Per il regista, l’ultimo periodo non è stato facile, per sua stessa ammissione, soprattutto perché in Italia il cinema di genere è guardato con sospetto. “Ho ricevuto sei no dai distributori, prima di arrivare a Rai Cinema, perché le distribuzioni non vogliono il genere, ma solo la commedia e con la solita panchina ristretta di attori. Fare un film come questo e portarlo in sala è anche una forma di provocazione. Il più grande autore di film di genere, Sergio Leone, abitava a Trastevere, quando il cinema italiano ha abbandonato il genere, abbiamo perso una parte importante” sottolinea Avati che spiega il motivo per cui ha scelto di raccontare il male, come protagonista de Il signor diavolo, titolo di un suo romanzo omonimo.

“Il diavolo è il male.
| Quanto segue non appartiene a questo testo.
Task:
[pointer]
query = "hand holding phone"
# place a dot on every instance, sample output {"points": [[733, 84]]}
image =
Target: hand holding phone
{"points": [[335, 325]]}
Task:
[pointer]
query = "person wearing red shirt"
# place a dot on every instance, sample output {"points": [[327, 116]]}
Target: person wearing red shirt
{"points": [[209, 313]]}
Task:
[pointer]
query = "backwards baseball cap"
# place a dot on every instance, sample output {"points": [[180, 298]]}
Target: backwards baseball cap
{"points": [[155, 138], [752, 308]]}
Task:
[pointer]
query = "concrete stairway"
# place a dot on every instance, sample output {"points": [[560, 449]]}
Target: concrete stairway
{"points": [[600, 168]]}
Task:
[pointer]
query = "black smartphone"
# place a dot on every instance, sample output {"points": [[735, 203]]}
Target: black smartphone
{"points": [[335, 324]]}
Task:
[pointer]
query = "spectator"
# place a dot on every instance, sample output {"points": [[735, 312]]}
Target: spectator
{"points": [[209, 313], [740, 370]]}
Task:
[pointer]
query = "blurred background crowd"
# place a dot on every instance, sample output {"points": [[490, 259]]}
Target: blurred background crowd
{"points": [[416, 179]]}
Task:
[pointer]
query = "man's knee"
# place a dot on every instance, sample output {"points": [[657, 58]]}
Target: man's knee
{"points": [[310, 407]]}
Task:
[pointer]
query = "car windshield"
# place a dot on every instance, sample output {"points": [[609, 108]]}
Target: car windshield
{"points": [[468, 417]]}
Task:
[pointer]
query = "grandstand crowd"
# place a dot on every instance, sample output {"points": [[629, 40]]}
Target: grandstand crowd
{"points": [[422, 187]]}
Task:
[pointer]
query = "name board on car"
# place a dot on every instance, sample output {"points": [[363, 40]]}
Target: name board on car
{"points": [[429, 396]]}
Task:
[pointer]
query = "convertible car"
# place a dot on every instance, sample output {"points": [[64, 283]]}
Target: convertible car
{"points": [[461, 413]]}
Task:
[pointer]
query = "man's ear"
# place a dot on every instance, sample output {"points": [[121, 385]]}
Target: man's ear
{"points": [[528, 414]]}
Noi abbiamo fatto conquiste in tutti i campi, ma lì ci siamo fermati, gli abbiamo permesso di sopravvivere. Io stesso mi sono trovato a godere del male, di situazioni in cui altri sono caduti professionalmente. Diventando anziano, in questo viaggio di ritorno c’è un avvicinamento fortissimo a quel bambino che ero stato, alla mia infanzia. Vecchi e bambini sono cosi vicini, comunicano così tanto, perché condividono la vulnerabilità, piangono e ridono con maggiore facilità. Potenzialmente il bene ed il male, nella parte iniziale della vita, convivono”.


Poi il regista, parla di fatti più personali, legati alla sua esperienza di regista, e di suo fratello produttore Antonio Avati, che hanno messo in difficoltà gli ultimi anni delle loro lunghe carriere. “Il male per il male lo abbiamo subito in modo violentissimo, ma non farò nomi e cognomi. Una persona ha voluto la nostra rovina, ed è quasi riuscita a non farci fare più film, a non avere più la possibilità di ottenere finanziamenti”, ammette con rabbia il regista.

A smorzare i toni, il commovente intervento di Lino Capolicchio, il protagonista de La casa dalle finestre che ridono, che qui interpreta un sacerdote, intricato nella torbida vicenda, messo a tacere da una ricca signora di Venezia, Chiara Caselli, madre del ragazzo tormentato dalle malelingue: “Tornare con Pupi mi riporta molto indietro, l’ultimo giorno eravamo a Comacchio, mi mise una mano sulla spalla e mi disse sono passati 40 anni dalla Casa delle finestre che ridono. Quando ho girato Il Signor Diavolo, ero malato ma non lo sapevo, ho visto la morte in faccia, ma grazie a Dio sono guarito completamente, sono sopravvissuto. Il cinema è una finzione, con Pupi c’è stato un matrimonio artistico, abbiamo fatto 9 film insieme, mentre la vita ti sottopone a delle prove durissime. Devo molto a Pupi”.

A chi gli chiede se e come il male sia entrato nel film, il regista non ha dubbi. “E’ entrato in modo subdolo, chi ha letto il mio romanzo sa che il finale non era questo che vedrete al cineme.
Abbiamo girato un altro finale, che non era previsto dalla sceneggiatura, e che nessuno conosceva nella troupe”. D'altronde tra i film che hanno ispirato Il Signor Diavolo, Pupi Avati, non ha paura di citare quel capolavoro horror di Roman Polanski, Rosemary's Baby. Ma dopo l'uscita del film (il 22 agosto) i fratelli Avati sono pronti a cimentarsi con un progetto ancora più ambizioso: la biografia di Dante Alighieri.